Graduating magna cum laude with a 3.64 GPA —and a 4.0 in her final semester— she became the oldest graduate in the university's 144-year history.
For Donzella Washington, December 6 was about paying tribute to her beloved late husband's memory. For her daughters, it was a day to celebrate the strong, resilient, and hardworking woman they had the honor to call their mother. They watched with pride and joy in their eyes as their 80-year-old mother walked onto the stage at Alabama A&M University in her graduation robes and collected her bachelor's degree in social work, making history in the process. Graduating magna cum laude with a 3.64 GPA —and a 4.0 in her final semester— Washington became the oldest graduate in the university's 144-year history.
"I want to inspire and motivate others that age is not a barrier. And I want to emphasize the life between the dash," Washington told Good Morning America. Dedicating her degree to her husband of nearly 50 years, the Los Angeles native added, "I wanted to finish in his honor." This decade has been an extremely difficult one for the mother-of-two as she lost three of the most important people in her life. Following her mother's death in 2010, Washington had barely come to terms with her loss when she had to lay her sister and husband to rest within a 3-year-span.
Although it was a very trying time in her life, she decided to go back to school with the knowledge that her husband Jeff —one of her biggest supporters— would've wanted her to do so. "My father was my mother’s No. 1 fan. He supported everything she did, especially returning to school. Although my father did not have a traditional college education, he knew the value of gaining one," revealed her daughter, Kimberly Washington. "I have seen her work tirelessly to achieve this dream and to finally be there to see her was a very proud moment," she added.
Washington's decision to get her degree in social work can be traced back to her life in Pixley, California, where she lived on a farm with her husband and fostered about 30 children —including a group of six siblings in the 1970s so that they could stay together. She later moved to Montgomery, Alabama, in 2012 with her daughter who helped her mother through the grief of losing her husband. "The most challenging part has been consoling her when she was missing my father most ... those moments when she cries and all I can do is hold her and love on her," said Kimberly.
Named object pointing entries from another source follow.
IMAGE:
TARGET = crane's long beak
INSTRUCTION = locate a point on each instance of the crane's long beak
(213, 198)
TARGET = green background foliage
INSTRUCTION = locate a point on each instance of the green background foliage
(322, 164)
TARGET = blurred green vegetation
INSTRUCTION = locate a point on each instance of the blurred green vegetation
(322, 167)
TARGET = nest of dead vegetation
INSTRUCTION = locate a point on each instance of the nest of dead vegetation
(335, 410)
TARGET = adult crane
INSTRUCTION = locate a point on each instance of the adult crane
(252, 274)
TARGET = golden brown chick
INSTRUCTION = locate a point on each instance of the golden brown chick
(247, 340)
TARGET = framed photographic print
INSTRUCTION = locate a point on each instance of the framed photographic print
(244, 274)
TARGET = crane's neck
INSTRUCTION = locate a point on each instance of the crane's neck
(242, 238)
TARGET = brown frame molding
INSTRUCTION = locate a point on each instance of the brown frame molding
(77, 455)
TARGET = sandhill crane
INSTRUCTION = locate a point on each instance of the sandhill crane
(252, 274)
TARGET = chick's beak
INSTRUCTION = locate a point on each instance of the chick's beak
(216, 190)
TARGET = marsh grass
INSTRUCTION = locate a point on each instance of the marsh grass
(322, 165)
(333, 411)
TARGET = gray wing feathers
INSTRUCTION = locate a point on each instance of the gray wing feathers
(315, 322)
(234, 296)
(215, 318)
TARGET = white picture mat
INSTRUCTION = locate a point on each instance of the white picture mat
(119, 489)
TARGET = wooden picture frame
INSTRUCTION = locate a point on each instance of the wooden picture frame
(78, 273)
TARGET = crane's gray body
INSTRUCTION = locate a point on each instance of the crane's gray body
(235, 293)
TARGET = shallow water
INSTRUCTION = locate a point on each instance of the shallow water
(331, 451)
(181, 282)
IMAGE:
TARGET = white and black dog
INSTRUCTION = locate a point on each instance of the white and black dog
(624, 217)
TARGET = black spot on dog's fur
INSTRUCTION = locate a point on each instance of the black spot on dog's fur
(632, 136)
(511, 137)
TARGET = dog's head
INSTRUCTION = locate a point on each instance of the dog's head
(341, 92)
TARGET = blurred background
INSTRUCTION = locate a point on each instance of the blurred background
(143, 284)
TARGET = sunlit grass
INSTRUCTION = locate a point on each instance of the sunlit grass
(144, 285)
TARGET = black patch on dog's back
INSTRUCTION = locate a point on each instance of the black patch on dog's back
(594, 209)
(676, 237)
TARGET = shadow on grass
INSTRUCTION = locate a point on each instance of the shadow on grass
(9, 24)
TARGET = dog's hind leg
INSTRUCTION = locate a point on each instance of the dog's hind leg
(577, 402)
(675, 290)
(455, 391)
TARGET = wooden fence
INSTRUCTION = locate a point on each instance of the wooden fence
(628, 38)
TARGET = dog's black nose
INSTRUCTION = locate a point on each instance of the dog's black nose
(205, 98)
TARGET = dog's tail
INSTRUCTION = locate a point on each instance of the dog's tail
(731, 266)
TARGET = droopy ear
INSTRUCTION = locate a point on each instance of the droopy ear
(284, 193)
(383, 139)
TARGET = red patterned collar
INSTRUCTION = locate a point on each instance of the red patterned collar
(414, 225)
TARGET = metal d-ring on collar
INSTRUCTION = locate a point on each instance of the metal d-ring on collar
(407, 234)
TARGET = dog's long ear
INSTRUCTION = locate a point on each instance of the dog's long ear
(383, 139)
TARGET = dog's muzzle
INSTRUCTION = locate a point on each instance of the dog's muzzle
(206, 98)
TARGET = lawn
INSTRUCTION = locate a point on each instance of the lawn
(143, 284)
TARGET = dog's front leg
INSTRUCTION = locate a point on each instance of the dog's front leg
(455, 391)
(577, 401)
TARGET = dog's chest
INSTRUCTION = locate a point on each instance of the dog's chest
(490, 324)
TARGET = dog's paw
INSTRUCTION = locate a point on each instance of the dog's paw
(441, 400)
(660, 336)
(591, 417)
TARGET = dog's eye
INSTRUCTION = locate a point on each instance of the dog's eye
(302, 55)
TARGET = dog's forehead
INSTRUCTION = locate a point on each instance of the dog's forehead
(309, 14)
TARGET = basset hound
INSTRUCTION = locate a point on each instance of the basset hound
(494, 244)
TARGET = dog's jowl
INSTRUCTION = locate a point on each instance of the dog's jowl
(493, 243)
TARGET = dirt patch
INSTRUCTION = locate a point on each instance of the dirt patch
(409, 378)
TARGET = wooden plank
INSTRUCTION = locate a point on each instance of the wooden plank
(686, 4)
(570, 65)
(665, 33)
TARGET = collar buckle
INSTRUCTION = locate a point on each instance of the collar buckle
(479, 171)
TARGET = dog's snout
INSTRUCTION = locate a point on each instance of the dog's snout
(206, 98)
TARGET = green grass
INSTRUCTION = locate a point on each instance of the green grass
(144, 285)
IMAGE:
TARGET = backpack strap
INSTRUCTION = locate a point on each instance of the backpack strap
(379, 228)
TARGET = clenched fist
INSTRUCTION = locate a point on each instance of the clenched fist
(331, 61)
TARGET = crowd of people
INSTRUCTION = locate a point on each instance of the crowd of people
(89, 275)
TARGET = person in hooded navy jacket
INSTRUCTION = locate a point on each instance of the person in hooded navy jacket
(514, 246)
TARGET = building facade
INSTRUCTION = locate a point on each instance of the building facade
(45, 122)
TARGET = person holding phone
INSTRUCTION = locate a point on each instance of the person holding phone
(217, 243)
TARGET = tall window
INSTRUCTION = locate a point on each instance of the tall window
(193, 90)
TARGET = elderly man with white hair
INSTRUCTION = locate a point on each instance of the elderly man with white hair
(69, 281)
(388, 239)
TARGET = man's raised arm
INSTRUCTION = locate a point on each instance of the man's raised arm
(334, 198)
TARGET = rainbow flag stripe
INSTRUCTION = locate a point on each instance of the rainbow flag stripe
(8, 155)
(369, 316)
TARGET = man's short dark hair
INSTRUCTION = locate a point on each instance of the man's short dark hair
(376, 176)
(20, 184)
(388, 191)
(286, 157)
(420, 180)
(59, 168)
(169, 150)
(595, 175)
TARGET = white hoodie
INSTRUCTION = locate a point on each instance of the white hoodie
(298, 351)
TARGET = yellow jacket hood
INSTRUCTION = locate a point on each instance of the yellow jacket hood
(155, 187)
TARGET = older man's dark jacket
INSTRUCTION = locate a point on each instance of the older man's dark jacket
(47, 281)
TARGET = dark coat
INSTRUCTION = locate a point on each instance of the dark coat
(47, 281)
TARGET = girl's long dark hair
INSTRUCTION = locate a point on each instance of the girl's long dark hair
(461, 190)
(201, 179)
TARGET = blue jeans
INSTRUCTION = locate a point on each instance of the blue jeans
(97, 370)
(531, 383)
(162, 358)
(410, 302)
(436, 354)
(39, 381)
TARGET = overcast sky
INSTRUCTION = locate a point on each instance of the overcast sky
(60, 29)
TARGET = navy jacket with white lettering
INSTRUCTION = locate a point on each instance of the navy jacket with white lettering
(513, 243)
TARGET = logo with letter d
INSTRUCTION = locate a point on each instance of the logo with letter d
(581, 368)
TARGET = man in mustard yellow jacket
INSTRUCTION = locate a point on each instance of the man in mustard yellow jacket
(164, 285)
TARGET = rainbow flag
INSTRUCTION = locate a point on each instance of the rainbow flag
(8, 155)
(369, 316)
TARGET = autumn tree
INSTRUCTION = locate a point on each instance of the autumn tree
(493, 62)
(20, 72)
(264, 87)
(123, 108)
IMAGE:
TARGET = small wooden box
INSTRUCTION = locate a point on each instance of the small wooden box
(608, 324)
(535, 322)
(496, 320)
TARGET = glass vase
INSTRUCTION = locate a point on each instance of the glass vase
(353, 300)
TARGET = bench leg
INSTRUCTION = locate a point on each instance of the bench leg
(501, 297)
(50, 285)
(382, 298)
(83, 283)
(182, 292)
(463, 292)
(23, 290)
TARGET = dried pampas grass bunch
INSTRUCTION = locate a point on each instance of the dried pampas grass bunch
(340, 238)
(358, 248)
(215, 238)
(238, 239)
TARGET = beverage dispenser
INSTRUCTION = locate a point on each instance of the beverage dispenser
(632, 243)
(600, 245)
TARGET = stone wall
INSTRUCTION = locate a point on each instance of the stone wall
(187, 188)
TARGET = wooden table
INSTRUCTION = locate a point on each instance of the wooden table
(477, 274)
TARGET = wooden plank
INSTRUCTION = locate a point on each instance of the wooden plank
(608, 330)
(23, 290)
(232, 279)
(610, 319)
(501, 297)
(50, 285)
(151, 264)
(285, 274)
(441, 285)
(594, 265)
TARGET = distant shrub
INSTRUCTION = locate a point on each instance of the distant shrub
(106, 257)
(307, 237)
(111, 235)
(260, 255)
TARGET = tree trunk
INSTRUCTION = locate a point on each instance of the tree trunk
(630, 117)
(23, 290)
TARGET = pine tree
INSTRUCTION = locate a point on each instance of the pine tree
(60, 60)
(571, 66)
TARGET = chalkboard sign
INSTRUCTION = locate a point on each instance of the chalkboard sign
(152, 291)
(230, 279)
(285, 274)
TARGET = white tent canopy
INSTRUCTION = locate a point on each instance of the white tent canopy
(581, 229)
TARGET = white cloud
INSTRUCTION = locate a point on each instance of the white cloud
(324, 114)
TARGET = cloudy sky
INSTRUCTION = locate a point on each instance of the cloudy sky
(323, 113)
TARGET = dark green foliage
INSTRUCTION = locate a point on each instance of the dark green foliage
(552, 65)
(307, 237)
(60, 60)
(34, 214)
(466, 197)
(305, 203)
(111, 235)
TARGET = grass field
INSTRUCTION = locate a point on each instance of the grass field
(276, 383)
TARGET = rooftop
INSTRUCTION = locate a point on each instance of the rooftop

While Washington graduated from Alabama A&M University with flying colors, she had a rough start to academics in life. Having grown up with a stuttering problem, for years she believed she wasn't as smart as her sisters and it was only when she began taking speech classes more than a decade ago that she realized her true potential. Encouraged by her improved speech, she picked up social work and business classes one-by-one at Lawson State Community College. She then transferred to Alabama A&M University with a scholarship and has no plans of slowing down any time soon. The mother-of-two is currently toying with the idea of going back to school to obtain her master’s degree while providing volunteer service wherever necessary.